Der Anspruch eines Unternehmers auf vereinbarte Abschlagszahlungen geht mit Erteilung der Schlußrechnung unter.
Dies entspricht der zutreffenden und - fast - einhelligen Auffassung in Rechtsprechung und Literatur (OLG Celle
OLGZ 1975, 320; OLG Zweibrücken BauR 1980, 482; Heiermann/Riedl/Rusam, VOB, 8. Aufl., B § 16 Rdn. 9
a;Ingenstau/Korbion, VOB, 13. Aufl., B § 16 Rdn. 75; Beck`scher VOB-Kommentar-Motzke, B § 16 Rdnr. 4, 10 und
12; Locher, Das private Baurecht, 6. Aufl., Rdnr. 201; andere Auffassung OLG Bremen BauR 1980, 579). In der
höchstrichterlichen Rechtsprechung ist zudem anerkannt, daß im Fall der Kündigung des Bauvertrags und Erteilung
der Schlußrechnung der Auftragnehmer keine Abschlagszahlungen mehr verlangen kann (BGH NJW 1985, 1840;
BGH NJW-RR 1987, 724; BGH NJW 1991, 565). Vorliegend fehlt es zwar an einer Kündigung des Bauvertrags. Die
Beklagten verlangen von der Klägerin vielmehr weiterhin Nachbesserung der Werkleistung. Auch ohne eine
Beendigung des Vertrags durch Kündigung ist jedoch der Anspruch auf Abschlagszahlung untergegangen.
Die Dauer des Anspruchs auf Abschlagszahlungen ist nämlich zeitlich begrenzt. Dies folgt aus dem Sinn und Zweck
der getroffenen Vereinbarung. Der Auftragnehmer ist grundsätzlich vorleistungspflichtig. Eine Vereinbarung von
Abschlagszahlungen soll den Auftragnehmer entlasten und die mit der Vorfinanzierung verbundenen wirtschaftlichen
Nachteile ausgleichen. Der Grund für die Zubilligung des Rechts auf Vereinbarung von Abschlagszahlungen besteht
aber dann nicht mehr, wenn
der Auftragnehmer Schlußrechnung erteilt hat und folglich - abgesehen von nicht unter den Begriff der Vorleistung
fallenden Mängelbeseitigungspflichten (BGH NJW 1985, 1840) - weitere Leistungen nicht mehr zu erbringen hat.

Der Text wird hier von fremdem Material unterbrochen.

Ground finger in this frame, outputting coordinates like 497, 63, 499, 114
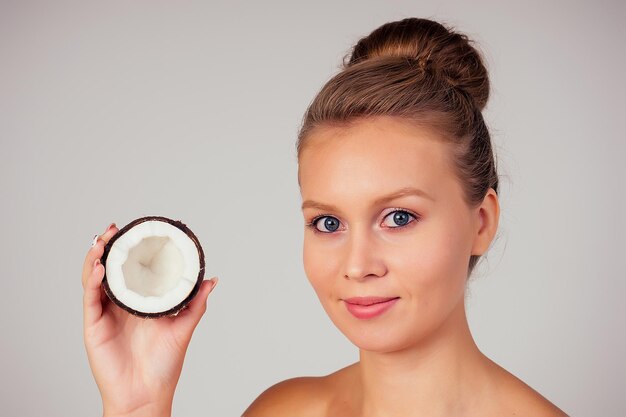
82, 223, 118, 289
83, 223, 118, 286
83, 257, 107, 327
174, 277, 218, 334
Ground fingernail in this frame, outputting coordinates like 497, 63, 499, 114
210, 277, 219, 289
106, 223, 116, 231
91, 234, 98, 247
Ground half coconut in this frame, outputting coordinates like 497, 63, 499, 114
102, 216, 205, 318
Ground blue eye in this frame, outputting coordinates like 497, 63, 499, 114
310, 216, 341, 233
382, 210, 416, 228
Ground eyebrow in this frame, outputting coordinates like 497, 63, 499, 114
301, 186, 435, 211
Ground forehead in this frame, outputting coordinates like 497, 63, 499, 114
298, 117, 458, 205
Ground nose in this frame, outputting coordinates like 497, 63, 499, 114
342, 228, 387, 281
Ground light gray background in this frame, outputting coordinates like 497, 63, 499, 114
1, 1, 624, 416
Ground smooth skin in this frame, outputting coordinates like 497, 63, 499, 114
82, 116, 567, 416
243, 116, 568, 417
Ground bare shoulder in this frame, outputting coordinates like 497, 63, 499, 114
241, 364, 357, 417
241, 376, 325, 417
486, 359, 569, 416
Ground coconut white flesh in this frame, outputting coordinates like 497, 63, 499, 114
105, 220, 200, 314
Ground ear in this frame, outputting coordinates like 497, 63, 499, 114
470, 188, 500, 256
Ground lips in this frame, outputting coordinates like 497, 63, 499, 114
342, 296, 400, 319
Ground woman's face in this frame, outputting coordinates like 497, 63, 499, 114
298, 116, 489, 353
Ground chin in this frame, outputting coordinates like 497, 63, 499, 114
331, 315, 422, 354
352, 331, 424, 354
325, 303, 454, 355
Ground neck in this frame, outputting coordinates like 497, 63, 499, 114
355, 298, 492, 417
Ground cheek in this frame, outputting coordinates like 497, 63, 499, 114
388, 219, 470, 304
303, 235, 340, 296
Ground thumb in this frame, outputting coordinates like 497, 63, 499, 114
174, 277, 218, 334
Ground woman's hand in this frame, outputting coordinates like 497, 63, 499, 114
82, 223, 218, 417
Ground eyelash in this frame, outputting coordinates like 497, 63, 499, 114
305, 209, 420, 234
305, 216, 329, 233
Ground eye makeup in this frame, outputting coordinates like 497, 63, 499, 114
305, 208, 420, 234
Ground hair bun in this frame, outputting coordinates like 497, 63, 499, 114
345, 17, 489, 111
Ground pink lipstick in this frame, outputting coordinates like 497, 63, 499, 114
343, 296, 399, 320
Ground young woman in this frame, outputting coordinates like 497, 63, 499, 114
82, 17, 568, 417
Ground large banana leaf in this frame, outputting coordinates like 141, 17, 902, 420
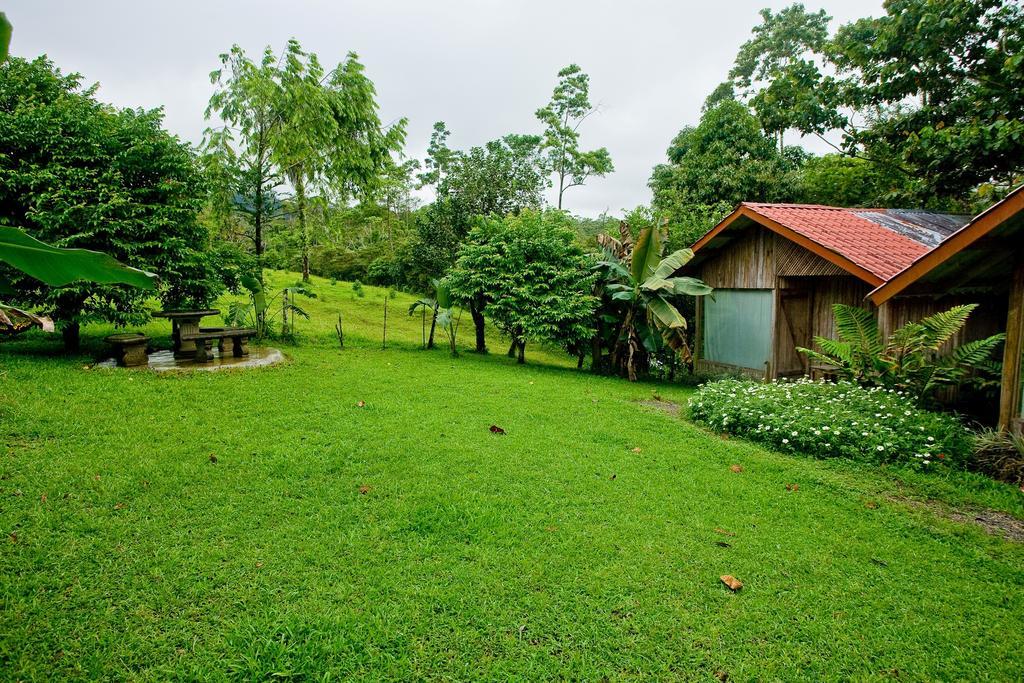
0, 227, 157, 290
653, 248, 695, 279
240, 274, 267, 314
435, 280, 453, 310
630, 226, 663, 284
646, 295, 687, 330
641, 276, 713, 297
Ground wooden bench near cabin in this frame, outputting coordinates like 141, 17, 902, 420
181, 327, 257, 363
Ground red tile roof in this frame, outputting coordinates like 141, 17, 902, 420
740, 203, 938, 282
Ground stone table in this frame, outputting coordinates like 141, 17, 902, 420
152, 309, 220, 358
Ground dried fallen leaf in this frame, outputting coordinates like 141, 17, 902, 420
358, 485, 372, 495
631, 447, 642, 454
9, 531, 17, 543
715, 671, 729, 682
729, 465, 743, 473
544, 525, 558, 532
209, 454, 218, 464
255, 561, 264, 569
609, 473, 617, 480
865, 500, 878, 509
40, 493, 47, 503
714, 527, 735, 537
356, 400, 366, 408
113, 502, 126, 510
785, 483, 799, 492
93, 475, 101, 481
720, 575, 743, 591
489, 425, 506, 435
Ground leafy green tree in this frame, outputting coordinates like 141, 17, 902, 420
796, 154, 910, 207
273, 41, 406, 282
728, 3, 835, 150
417, 121, 454, 188
0, 12, 11, 60
446, 209, 596, 364
412, 132, 549, 348
593, 223, 712, 381
207, 41, 405, 282
205, 45, 285, 268
649, 99, 802, 247
0, 56, 224, 350
536, 64, 614, 209
729, 0, 1024, 203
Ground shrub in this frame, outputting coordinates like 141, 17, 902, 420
970, 430, 1024, 485
689, 378, 972, 471
352, 281, 364, 297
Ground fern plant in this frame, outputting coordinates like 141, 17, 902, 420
798, 304, 1005, 404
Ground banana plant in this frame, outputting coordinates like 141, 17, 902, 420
433, 278, 461, 357
408, 278, 442, 350
226, 275, 314, 339
594, 223, 712, 381
0, 226, 157, 336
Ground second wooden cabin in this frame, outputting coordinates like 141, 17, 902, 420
677, 202, 1007, 380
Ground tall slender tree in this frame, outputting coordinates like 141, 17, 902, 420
536, 64, 614, 209
204, 46, 284, 271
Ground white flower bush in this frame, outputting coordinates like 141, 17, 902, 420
688, 378, 972, 471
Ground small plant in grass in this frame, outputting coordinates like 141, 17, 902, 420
227, 275, 314, 340
689, 378, 971, 471
335, 313, 344, 349
352, 280, 365, 297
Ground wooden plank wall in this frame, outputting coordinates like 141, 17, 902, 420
695, 226, 774, 288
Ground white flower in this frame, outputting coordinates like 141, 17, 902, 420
782, 438, 789, 444
876, 445, 885, 451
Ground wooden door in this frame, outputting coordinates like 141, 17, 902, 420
775, 288, 813, 377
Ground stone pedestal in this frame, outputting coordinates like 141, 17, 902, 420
105, 333, 150, 367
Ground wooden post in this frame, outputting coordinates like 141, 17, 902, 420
999, 260, 1024, 432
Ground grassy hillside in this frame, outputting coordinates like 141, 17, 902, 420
1, 272, 1022, 680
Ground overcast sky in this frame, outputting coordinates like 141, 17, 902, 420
6, 0, 881, 217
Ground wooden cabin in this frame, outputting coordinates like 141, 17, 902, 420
868, 186, 1024, 431
679, 202, 1005, 381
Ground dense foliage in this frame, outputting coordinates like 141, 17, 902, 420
591, 222, 711, 380
649, 99, 804, 248
690, 378, 973, 471
445, 209, 596, 363
0, 56, 234, 349
205, 40, 406, 281
725, 0, 1024, 204
799, 304, 1004, 405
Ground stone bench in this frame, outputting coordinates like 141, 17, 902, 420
181, 328, 257, 363
105, 333, 150, 367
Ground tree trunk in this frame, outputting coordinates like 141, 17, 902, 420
296, 172, 310, 282
61, 321, 80, 353
590, 318, 604, 374
517, 339, 525, 364
427, 309, 437, 349
470, 300, 487, 353
507, 339, 517, 357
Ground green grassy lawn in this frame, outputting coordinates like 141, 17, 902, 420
2, 272, 1023, 680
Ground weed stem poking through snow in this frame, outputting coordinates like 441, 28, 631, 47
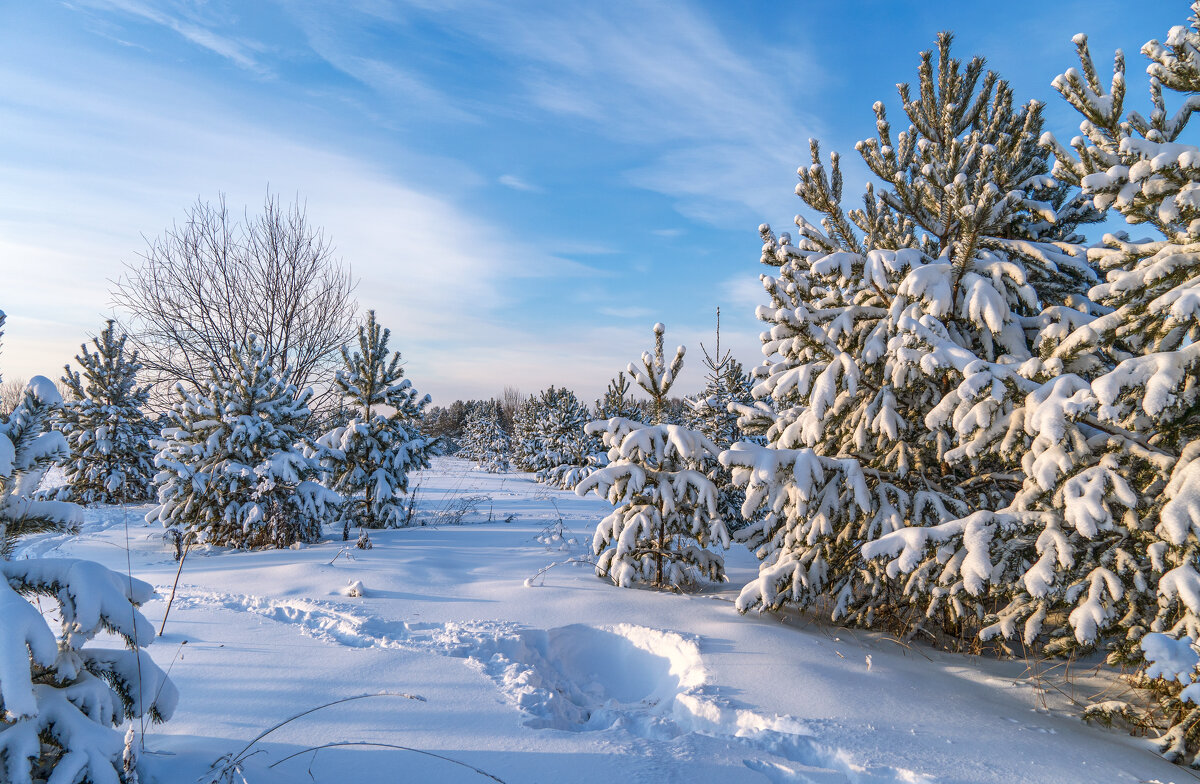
266, 741, 507, 782
205, 692, 427, 783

Entfällt mithin die Vorleistungspflicht, besteht kein rechtfertigender Grund, den Auftragnehmer durch Zubilligung
eines Anspruchs auf Abschlagszahlung weiterhin besonders zu schützen.
Vorliegend bedeutet dies, daß die Klägerin nur einen Anspruch auf Schlußzahlung geltend machen kann, der jedoch
mangels Abnahme und Abnahmefähigkeit des Werks nicht fällig ist.